Istio Traffic Management

How Traffic Flows in Istio

Note - this post is closely related to Understanding Istio's Networking API's. If unfamiliar with Gateways, VirtualServices, DestinationRules, and ServiceEntries, it may be a good idea to read that blog post as well.

Envoy

As the data-plane service proxy, Envoy intercepts all incoming and outgoing requests at runtime (as traffic flows through the service mesh). This interception is done transparently via iptables rules or a Berkeley Packet Filter (BPF) program that routes all network traffic, in and out through Envoy.

Envoy inspects the request and uses the request’s hostname, SNI, or service virtual IP address to determine the request’s target (the service to which the client is intending to send a request). Envoy then applies that target’s routing rules to determine the request’s destination (the service to which the service proxy is actually going to send the request). Then, having determined the destination, Envoy applies the destination’s rules.

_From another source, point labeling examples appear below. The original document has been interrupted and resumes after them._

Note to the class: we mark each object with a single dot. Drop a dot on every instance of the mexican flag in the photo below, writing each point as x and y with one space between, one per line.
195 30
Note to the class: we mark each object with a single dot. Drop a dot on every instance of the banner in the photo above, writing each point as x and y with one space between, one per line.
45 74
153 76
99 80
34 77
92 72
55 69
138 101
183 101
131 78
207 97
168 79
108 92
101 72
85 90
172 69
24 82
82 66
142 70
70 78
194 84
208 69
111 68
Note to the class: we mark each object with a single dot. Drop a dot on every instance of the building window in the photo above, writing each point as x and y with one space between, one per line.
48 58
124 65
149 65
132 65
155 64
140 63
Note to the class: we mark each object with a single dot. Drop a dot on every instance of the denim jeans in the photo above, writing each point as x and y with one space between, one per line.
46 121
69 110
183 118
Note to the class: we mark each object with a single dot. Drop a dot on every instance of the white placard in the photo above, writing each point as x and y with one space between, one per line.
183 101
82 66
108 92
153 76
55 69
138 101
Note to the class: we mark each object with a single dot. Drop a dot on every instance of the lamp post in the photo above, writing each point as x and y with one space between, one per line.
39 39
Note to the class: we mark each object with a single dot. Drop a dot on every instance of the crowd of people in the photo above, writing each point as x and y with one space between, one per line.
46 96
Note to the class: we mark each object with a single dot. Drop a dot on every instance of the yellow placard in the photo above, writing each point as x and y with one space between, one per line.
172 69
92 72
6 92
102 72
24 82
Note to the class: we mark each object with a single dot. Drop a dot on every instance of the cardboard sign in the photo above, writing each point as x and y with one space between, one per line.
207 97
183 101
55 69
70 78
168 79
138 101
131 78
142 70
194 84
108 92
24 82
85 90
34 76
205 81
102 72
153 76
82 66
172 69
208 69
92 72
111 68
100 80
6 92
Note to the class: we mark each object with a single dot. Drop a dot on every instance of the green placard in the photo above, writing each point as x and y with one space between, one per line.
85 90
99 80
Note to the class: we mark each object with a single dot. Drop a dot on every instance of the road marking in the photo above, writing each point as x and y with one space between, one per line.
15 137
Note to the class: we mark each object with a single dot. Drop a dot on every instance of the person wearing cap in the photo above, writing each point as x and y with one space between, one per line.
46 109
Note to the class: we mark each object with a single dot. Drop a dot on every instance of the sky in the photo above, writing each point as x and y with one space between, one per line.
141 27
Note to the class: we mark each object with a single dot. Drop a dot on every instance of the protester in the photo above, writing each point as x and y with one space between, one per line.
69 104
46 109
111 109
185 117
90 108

Destination rules include load-balancing strategy, which are used to pick an endpoint (the endpoint is the address of a worker supporting the destination service). Services generally have more than one worker available to process requests and requests can be balanced across those workers. Finally, Envoy forwards the intercepted request to the endpoint.

TLS Connections

A number of items of note are worth further illumination. First, it is desirable to have your applications speak cleartext (communicate without encryption) to the sidecarred service proxy and let the service proxy handle transport security. This does not mean all intra-mesh traffic is unenencryped, quite the opposite. All traffic in the Service Mesh is encrypted, via mTLS, where the sidecarred service proxy handles the TLS connection. Just that, once intercepted by the sidecar, the TLS connection is terminated and routes to the application via HTTP.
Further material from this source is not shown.